City leaders in Winston-Salem say that they’ve learned their lesson now that their plan to put $12 million into a $22.6 million stadium for the single-A Dash baseball team has ballooned to a $40.7 million stadium, plus $8 million in land costs, all of it publicly funded. The Dash owner, it seems, ran out of money after his business partner got divorced from his sister-in-law, and the city was left on the hook for the entire stadium cost. “From an economical, financial side of any project going forward, there were definitely lessons learned from this project that we wouldn’t want to repeat,” city finance director Denise Bell told the Winston-Salem Journal. “There has never been city oversight in projects like this.”
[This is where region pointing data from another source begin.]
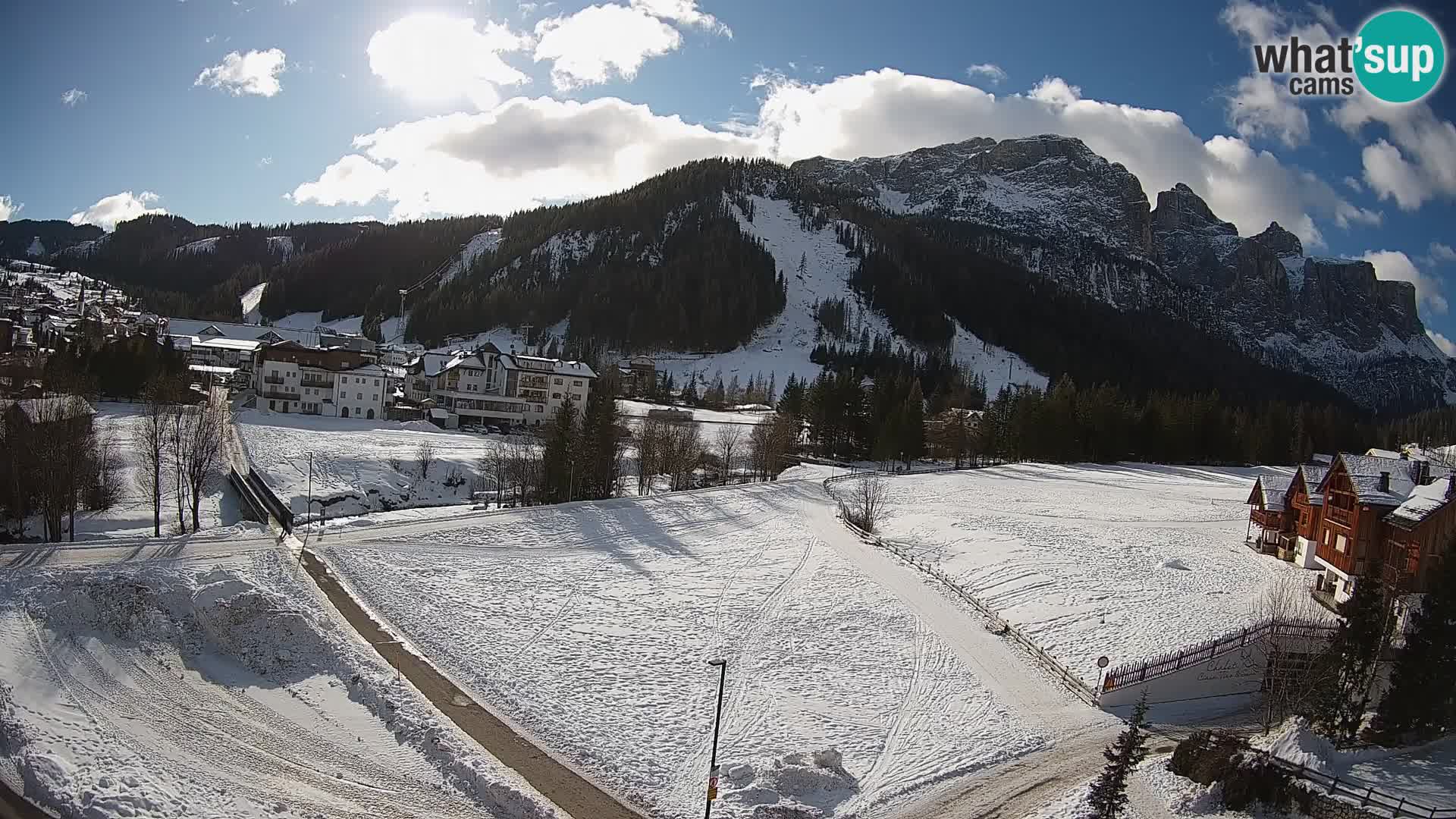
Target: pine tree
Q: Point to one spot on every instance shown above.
(1109, 793)
(1421, 701)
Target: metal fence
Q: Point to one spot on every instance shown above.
(1134, 673)
(1056, 668)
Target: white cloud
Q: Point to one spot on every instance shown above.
(523, 153)
(1442, 341)
(992, 72)
(1416, 165)
(1263, 107)
(601, 41)
(120, 207)
(685, 12)
(440, 58)
(1397, 265)
(255, 72)
(532, 150)
(353, 180)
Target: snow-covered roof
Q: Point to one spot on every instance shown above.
(242, 331)
(1269, 491)
(1365, 475)
(1421, 504)
(1313, 475)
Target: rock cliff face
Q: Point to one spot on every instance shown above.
(1062, 212)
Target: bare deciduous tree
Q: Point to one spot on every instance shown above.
(867, 502)
(424, 458)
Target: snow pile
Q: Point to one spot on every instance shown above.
(164, 689)
(795, 786)
(588, 626)
(1079, 557)
(251, 300)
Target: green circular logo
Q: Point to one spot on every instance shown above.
(1401, 55)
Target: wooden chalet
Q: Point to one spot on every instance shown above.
(1308, 504)
(1362, 496)
(1272, 521)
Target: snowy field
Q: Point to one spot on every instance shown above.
(1122, 560)
(131, 515)
(220, 689)
(351, 461)
(592, 624)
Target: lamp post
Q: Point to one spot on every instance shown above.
(712, 763)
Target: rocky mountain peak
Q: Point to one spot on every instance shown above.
(1282, 242)
(1181, 209)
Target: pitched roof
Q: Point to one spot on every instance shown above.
(1365, 475)
(55, 409)
(1421, 503)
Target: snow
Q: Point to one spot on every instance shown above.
(1423, 774)
(590, 627)
(472, 249)
(251, 300)
(351, 468)
(1078, 557)
(783, 346)
(221, 689)
(131, 513)
(200, 246)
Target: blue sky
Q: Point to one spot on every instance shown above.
(341, 110)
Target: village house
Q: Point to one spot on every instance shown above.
(347, 384)
(1363, 523)
(488, 388)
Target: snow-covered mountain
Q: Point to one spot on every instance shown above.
(1057, 210)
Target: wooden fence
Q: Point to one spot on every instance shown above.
(1366, 796)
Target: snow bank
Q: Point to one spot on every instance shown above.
(1125, 560)
(166, 689)
(590, 626)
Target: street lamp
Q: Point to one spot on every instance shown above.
(712, 764)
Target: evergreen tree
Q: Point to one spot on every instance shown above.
(1340, 704)
(1109, 793)
(1421, 701)
(560, 469)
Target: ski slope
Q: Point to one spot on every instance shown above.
(592, 624)
(220, 689)
(1123, 560)
(351, 461)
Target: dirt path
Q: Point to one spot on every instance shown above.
(555, 780)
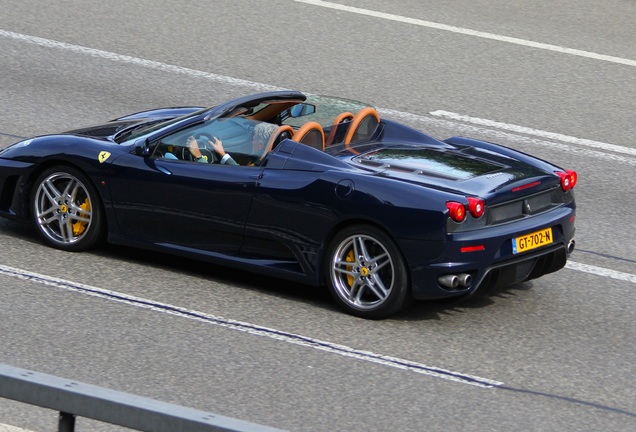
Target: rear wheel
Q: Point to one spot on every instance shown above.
(366, 273)
(66, 209)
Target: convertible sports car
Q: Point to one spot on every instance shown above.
(322, 191)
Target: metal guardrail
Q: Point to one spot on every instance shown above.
(74, 399)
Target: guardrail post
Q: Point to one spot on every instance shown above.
(66, 422)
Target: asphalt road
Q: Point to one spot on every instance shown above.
(555, 80)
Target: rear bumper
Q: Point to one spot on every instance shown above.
(495, 266)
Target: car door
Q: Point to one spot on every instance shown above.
(183, 204)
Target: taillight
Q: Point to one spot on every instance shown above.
(568, 179)
(457, 211)
(476, 207)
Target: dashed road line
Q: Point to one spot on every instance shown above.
(253, 329)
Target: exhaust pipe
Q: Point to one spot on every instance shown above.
(448, 281)
(465, 280)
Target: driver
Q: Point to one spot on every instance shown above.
(217, 146)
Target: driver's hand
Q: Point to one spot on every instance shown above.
(217, 146)
(193, 146)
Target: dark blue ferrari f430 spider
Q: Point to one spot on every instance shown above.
(313, 189)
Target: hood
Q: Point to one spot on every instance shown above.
(108, 129)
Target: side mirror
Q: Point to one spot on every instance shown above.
(142, 147)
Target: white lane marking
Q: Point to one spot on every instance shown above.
(536, 132)
(469, 32)
(252, 329)
(601, 271)
(222, 79)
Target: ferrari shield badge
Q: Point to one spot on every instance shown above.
(103, 156)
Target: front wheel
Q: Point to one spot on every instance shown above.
(366, 273)
(66, 209)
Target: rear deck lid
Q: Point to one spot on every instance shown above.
(467, 170)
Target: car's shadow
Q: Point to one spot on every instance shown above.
(270, 286)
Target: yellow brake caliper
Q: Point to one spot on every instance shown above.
(350, 258)
(80, 226)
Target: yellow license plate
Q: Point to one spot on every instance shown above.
(532, 241)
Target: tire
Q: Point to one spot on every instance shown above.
(66, 209)
(366, 273)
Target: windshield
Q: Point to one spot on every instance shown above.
(137, 132)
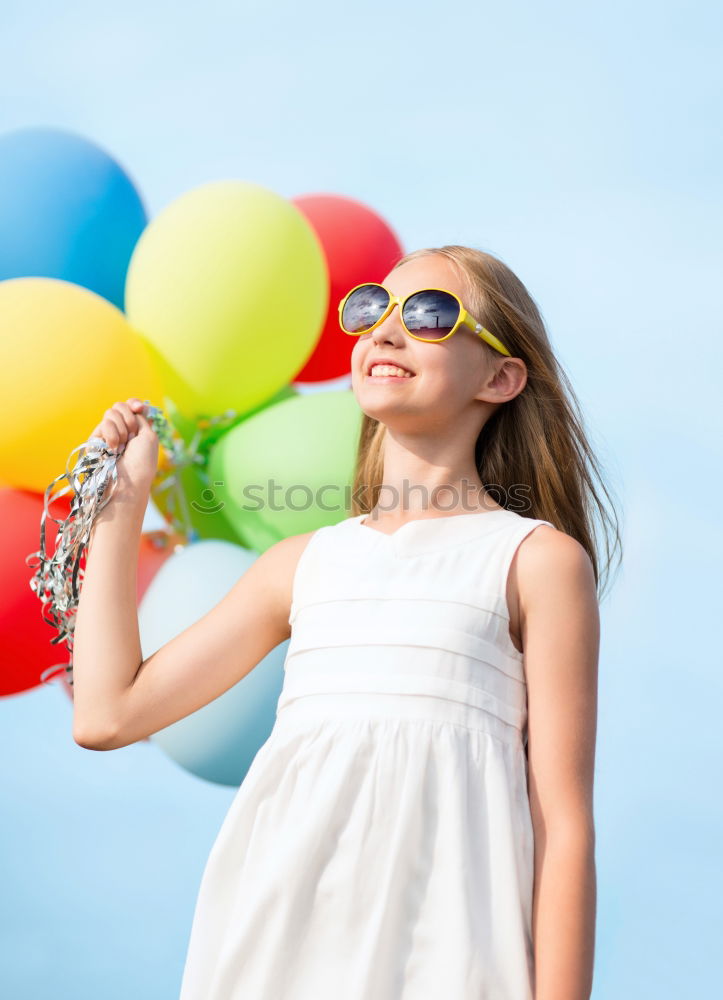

Better late than never, I suppose. Though you’d think Winston-Salem would have already learned this lesson in 2004, when it gave Dell Computers more than $250 million in tax breaks (including, according to Good Jobs First, “a computer manufacturing tax credit, job investment grants, tobacco settlement fund grants, training incentives, transportation infrastructure grants, workforce development grants, sales tax refunds, waiver of property tax for 15 years and 200 acres of free land”) for a computer plant that only cost half that to build — a plant, incidentally, that Dell just announced it is closing, laying off all 905 workers.
In any case, it’s not too late for other cities to learn the lessons of Winston-Salem. Says city manager Lee Garrity: “If we do any more projects like this where there is any upfront money, we will require extensive due diligence of the financial capacity of the developer and a market analysis. We would put in reporting on the status of construction and significant clawbacks if it is not done on time.” But that’s what they all say.